Der Etat für Kultur und Wissenschaft soll nach den Plänen des Finanzsenators um 400 Millionen Euro bis 2006 gekürzt werden. Die Universitäten, die allein 200 Millionen Euro entbehren müssen, planen bereits, den Zugang zum Studium stark einzuschränken. Die Humboldt-Universität hat sogar angedroht, im kommenden Wintersemester überhaupt keine neuen Studenten aufzunehmen.
Bei den Theatern der Stadt stehen die Schaubühne und das Berliner Ensemble nicht mehr auf der Liste der zu fördernden Einrichtungen.
Die Zuweisungen an die Bezirke sollen ebenfalls um die Summe von 400 Millionen Euro sinken. Die Bezirke müssen vor allem für die Sozialhilfe aufkommen. Damit das gelingt, soll die Sozialhilfe in Berlin auf das Niveau des Landes Brandenburg abgesenkt und dadurch allein 33 Millionen Euro gespart werden. Ironischerweise steht diesem Ziel gegenwärtig noch ein Gesetz entgegen, das nach der Wende erlassen worden war, damit Sozialhilfeempfänger im Osten Deutschlands nicht so viel erhalten wie ihre Leidensgenossen im Westen. Nun stört dieses Gesetz, das vor zehn Jahren eine höhere Sozialhilfe West festlegte, die Absenkung der Sozialhilfe West auf Ostniveau. Im Namen der Gerechtigkeit wird dieses Gesetz nun aus dem Weg geräumt.

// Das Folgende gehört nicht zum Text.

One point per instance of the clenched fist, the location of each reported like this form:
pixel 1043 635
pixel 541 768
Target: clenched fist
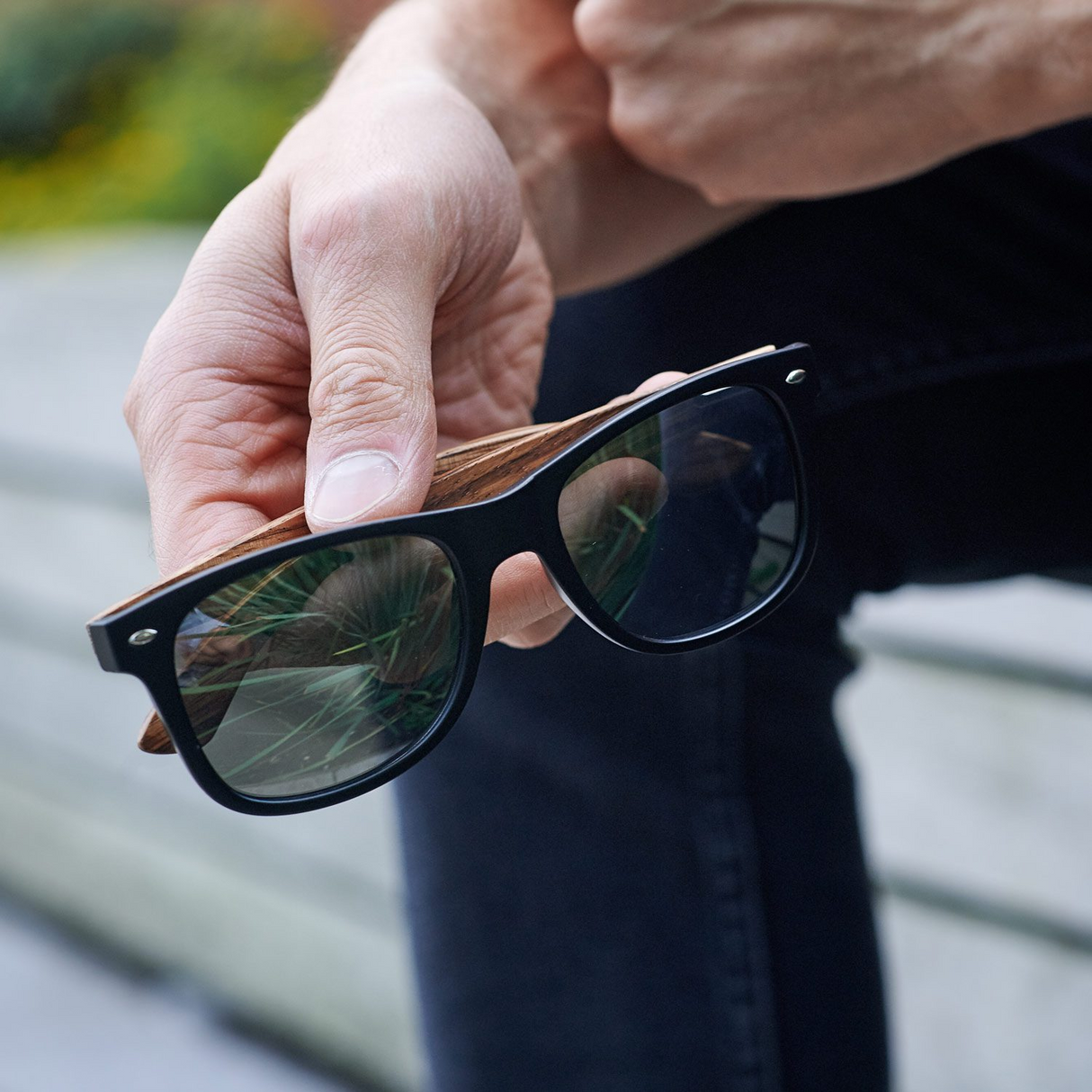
pixel 771 100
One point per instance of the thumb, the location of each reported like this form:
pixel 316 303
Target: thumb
pixel 369 304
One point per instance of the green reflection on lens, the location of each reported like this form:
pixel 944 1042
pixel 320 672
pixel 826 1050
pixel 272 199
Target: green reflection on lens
pixel 608 510
pixel 309 673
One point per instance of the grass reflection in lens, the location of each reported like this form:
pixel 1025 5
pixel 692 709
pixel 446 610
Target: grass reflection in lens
pixel 688 518
pixel 315 671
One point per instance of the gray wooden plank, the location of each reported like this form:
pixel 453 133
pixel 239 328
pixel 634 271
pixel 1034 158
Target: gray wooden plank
pixel 975 1009
pixel 983 785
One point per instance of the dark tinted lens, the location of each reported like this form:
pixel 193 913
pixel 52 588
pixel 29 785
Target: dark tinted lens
pixel 688 518
pixel 315 671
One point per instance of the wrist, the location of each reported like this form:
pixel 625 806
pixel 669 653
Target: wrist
pixel 1031 62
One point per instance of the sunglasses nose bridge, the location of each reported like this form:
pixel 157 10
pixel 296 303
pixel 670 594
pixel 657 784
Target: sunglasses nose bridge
pixel 511 524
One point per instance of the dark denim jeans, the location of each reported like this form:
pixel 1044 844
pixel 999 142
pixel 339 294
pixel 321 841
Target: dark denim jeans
pixel 644 873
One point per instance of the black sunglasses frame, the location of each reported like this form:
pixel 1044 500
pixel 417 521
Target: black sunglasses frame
pixel 476 539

Außerdem werden die Beschäftigtenzahlen in den Bezirksämtern radikal reduziert. Zum Beispiel werden in Pankow von 3200 Beschäftigten in den nächsten beiden Jahren 500 abgebaut. Ein Verantwortlicher des Amtes dazu: "Die Bürger müssen künftig mit einem Leistungsabbau und längeren Wartezeiten auf Ämtern und in Einrichtungen des Bezirkes rechnen."
Im Ressort für Gesundheit und Soziales nehmen die Kürzungen eine neue Dimension an, die einer vollständigen Zerstörung der sozialen Infrastruktur der Stadt gleichkommt.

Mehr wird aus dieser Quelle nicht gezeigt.